His lab, though, has recently found that transcriptional profiles from patients' peripheral blood indicate that there are two subsets of MS patients. As the researchers reported in Science Translational Medicine at the end of September, patients belonging to subtype A have increased expression levels of genes in the lymphocyte signaling pathway and are more likely to experience a disease relapse.
To tease those subgroups out, De Jager and his colleagues examined blood samples from about 360 patients treated with glatiramer acetate or interferon as well as untreated patients and generated transcriptome profiles.
Then, using an unsupervised clustering approach, the researchers tested a number of models. "The unsupervised approach basically just says, well, we're not making any assumptions as far as what's important in terms of which gene may be important.
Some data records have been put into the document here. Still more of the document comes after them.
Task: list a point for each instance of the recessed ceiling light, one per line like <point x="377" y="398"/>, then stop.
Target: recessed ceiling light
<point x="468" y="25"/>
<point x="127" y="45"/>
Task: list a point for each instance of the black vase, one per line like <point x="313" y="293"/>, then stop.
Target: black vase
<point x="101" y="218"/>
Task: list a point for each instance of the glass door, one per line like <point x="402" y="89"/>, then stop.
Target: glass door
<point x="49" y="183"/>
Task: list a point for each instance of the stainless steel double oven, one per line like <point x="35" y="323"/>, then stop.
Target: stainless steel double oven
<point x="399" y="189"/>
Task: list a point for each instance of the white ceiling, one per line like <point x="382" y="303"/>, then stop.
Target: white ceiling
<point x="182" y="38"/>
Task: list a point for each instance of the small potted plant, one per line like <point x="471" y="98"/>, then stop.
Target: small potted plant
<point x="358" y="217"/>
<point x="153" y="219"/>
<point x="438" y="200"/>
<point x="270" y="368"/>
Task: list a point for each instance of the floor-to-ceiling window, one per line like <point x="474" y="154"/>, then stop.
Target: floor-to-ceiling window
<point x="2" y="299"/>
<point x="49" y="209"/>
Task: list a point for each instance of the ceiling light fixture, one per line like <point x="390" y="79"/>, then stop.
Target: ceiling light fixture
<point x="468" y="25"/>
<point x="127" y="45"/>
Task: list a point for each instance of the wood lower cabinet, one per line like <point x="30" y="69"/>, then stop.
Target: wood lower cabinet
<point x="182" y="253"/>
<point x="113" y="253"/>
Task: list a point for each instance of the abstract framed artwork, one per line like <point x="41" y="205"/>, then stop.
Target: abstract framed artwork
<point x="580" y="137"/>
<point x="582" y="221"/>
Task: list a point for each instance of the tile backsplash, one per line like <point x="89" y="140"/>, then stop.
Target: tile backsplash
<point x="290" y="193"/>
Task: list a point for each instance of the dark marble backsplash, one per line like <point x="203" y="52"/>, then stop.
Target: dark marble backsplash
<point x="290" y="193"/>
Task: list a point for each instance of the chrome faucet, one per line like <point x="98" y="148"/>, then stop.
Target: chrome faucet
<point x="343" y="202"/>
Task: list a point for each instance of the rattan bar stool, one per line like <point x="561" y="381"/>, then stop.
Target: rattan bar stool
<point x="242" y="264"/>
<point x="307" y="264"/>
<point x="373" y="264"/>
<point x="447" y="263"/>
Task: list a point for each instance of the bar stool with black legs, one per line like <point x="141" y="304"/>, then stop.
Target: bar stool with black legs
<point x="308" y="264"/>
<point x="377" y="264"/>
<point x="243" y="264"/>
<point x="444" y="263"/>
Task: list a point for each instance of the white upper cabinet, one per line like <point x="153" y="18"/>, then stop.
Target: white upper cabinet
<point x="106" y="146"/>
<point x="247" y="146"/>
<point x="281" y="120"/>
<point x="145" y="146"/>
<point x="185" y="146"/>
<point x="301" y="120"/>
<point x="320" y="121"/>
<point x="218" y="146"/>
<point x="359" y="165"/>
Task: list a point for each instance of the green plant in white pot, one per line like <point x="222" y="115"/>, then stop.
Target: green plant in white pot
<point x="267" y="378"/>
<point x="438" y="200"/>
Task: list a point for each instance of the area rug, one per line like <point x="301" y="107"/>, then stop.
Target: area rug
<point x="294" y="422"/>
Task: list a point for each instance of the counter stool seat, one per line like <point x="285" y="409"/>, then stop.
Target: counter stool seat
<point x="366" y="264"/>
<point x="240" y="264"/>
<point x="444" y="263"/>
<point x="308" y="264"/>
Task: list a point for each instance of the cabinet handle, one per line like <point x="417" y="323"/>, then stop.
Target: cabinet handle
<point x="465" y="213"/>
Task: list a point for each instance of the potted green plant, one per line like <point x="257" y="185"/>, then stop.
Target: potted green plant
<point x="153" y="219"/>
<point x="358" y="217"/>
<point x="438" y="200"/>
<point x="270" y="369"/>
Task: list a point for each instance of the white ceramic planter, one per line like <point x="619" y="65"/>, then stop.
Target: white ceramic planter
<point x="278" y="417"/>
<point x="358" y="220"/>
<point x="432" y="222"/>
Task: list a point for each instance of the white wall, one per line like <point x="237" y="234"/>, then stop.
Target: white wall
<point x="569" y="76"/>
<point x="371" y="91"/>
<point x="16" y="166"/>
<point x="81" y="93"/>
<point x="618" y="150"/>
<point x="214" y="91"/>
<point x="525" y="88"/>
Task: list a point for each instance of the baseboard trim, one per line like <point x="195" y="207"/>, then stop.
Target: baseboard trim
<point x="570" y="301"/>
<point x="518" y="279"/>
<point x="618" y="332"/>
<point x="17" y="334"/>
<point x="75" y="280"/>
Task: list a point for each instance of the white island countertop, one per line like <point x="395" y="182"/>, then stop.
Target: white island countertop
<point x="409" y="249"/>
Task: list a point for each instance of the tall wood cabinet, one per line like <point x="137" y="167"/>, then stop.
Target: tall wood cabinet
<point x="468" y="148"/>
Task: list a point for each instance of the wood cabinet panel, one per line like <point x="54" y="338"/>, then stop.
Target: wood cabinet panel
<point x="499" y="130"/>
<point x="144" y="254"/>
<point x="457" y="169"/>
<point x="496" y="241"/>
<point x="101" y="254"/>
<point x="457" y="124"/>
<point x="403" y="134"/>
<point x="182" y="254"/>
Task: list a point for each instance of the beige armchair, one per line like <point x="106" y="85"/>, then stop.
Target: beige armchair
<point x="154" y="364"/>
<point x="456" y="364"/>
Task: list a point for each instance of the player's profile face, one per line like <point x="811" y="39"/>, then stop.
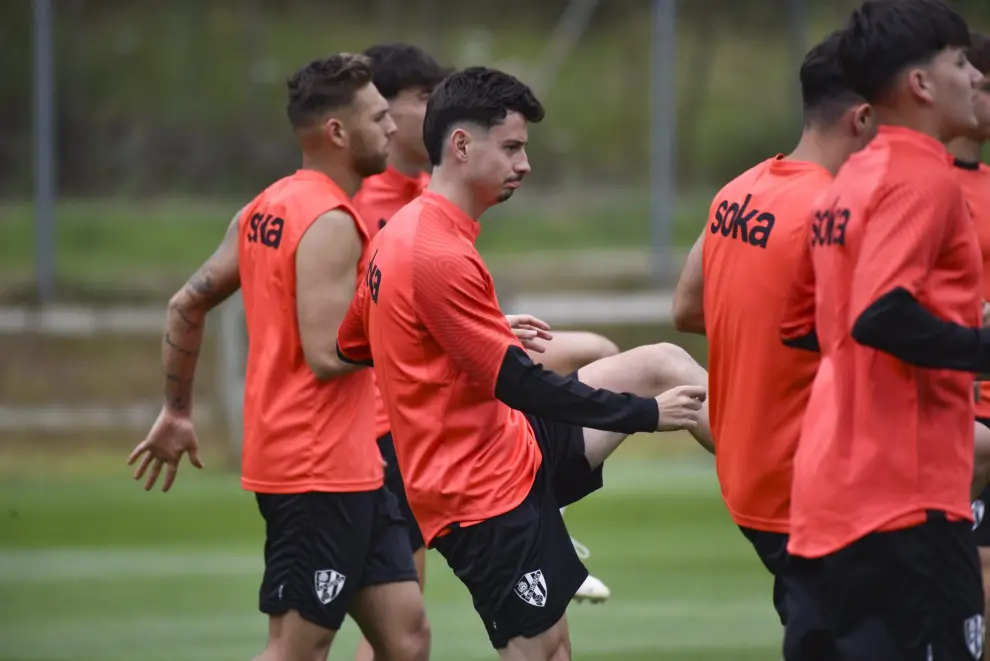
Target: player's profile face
<point x="499" y="162"/>
<point x="953" y="89"/>
<point x="408" y="109"/>
<point x="370" y="129"/>
<point x="982" y="109"/>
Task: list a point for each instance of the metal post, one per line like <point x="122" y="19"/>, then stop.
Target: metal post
<point x="663" y="128"/>
<point x="797" y="33"/>
<point x="44" y="149"/>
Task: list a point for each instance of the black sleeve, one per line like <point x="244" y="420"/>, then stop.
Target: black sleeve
<point x="353" y="361"/>
<point x="807" y="342"/>
<point x="529" y="388"/>
<point x="897" y="324"/>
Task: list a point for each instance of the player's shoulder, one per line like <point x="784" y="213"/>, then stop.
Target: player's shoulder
<point x="744" y="181"/>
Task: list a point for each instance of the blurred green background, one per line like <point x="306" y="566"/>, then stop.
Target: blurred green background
<point x="169" y="116"/>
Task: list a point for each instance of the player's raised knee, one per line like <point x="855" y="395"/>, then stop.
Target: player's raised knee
<point x="603" y="347"/>
<point x="413" y="643"/>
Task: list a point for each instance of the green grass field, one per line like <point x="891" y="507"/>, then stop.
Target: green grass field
<point x="119" y="245"/>
<point x="92" y="568"/>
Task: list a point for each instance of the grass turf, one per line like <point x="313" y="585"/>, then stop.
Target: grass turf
<point x="118" y="243"/>
<point x="92" y="568"/>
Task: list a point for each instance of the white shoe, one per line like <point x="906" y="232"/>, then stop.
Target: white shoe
<point x="592" y="590"/>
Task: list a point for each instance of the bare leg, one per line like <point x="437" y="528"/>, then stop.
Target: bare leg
<point x="569" y="351"/>
<point x="646" y="371"/>
<point x="393" y="620"/>
<point x="554" y="644"/>
<point x="566" y="353"/>
<point x="365" y="651"/>
<point x="291" y="638"/>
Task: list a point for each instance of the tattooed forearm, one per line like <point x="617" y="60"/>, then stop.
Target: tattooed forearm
<point x="213" y="283"/>
<point x="185" y="352"/>
<point x="180" y="349"/>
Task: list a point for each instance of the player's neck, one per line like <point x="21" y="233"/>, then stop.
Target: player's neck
<point x="922" y="122"/>
<point x="965" y="149"/>
<point x="818" y="148"/>
<point x="341" y="174"/>
<point x="410" y="167"/>
<point x="457" y="192"/>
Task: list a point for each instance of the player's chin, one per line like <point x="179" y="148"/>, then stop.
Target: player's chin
<point x="505" y="194"/>
<point x="373" y="166"/>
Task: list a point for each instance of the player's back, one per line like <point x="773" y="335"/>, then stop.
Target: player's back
<point x="975" y="180"/>
<point x="465" y="456"/>
<point x="382" y="195"/>
<point x="380" y="198"/>
<point x="300" y="434"/>
<point x="884" y="441"/>
<point x="758" y="387"/>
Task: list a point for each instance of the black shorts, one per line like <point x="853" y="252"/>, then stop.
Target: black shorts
<point x="772" y="549"/>
<point x="393" y="480"/>
<point x="321" y="548"/>
<point x="980" y="526"/>
<point x="904" y="595"/>
<point x="520" y="567"/>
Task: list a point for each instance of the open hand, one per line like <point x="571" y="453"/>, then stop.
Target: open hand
<point x="531" y="331"/>
<point x="170" y="437"/>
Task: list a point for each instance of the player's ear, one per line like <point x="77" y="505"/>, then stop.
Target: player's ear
<point x="335" y="132"/>
<point x="920" y="84"/>
<point x="459" y="141"/>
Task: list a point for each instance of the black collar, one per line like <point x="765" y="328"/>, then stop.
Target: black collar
<point x="966" y="165"/>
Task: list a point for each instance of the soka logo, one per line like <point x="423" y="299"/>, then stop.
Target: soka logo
<point x="329" y="584"/>
<point x="974" y="631"/>
<point x="750" y="226"/>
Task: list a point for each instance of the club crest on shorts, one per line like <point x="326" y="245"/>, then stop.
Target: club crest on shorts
<point x="974" y="629"/>
<point x="532" y="588"/>
<point x="329" y="583"/>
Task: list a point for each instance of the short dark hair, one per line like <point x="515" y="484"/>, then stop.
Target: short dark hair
<point x="979" y="52"/>
<point x="883" y="37"/>
<point x="399" y="67"/>
<point x="476" y="95"/>
<point x="324" y="85"/>
<point x="825" y="92"/>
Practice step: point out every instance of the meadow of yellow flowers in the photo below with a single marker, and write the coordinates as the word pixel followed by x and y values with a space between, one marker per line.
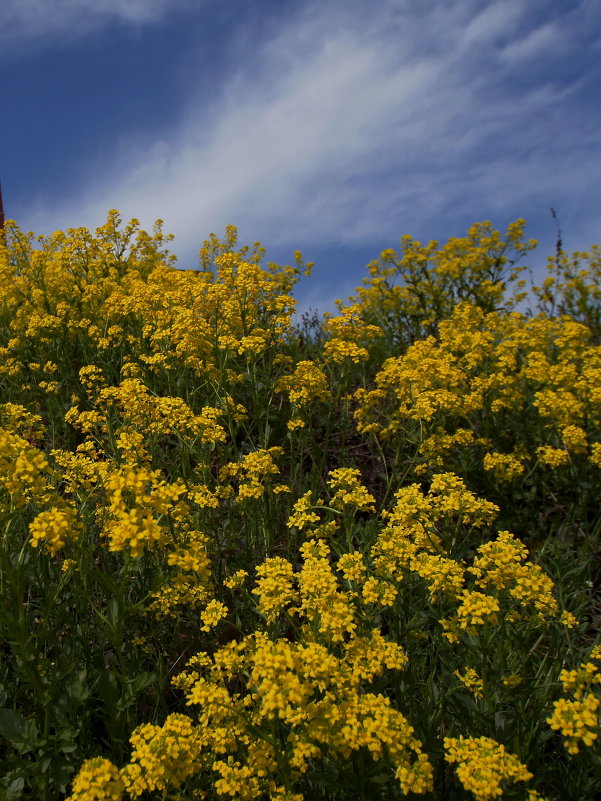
pixel 250 557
We're just going to let the data speak to us and to say what's the best model that fits the data," De Jager says.
For each of the treatment groups, the two-subset model fit the data the best. Further, the subsets found in the three groups were the same. "The same structure to the population is present whether you are untreated, treated on GA, or treated on interferon," he adds.
Of course, De Jager notes that there could be further subgroups of MS patients that weren't picked up due to the study's size.
One unanswered question, he adds, is whether or not patients who are subtype A stay in the group or can move between subtype A and subtype B. "That we don't know yet. I think it is probably going to be the latter because we have some early data that suggests that people can fluctuate, but I think that remains to be clearly demonstrated," he says.
Indeed, as part of the validation study the researchers are undertaking, they are including a longitudinal component to address that question. "So we will have more than one measure per person, so we can see for a large number of people: Do they tend to stay in same group or do they go back and forth?" he adds.
While not yet ready for the clinic, De Jager says that such a signature, in conjunction with other markers, may eventually help clinicians gauge disease activity. "If you saw that the patient consistently had an A profile, you may say well, the drug that they are on doesn't seem to be working well," he says. "They remain active, so let's change them to a different drug."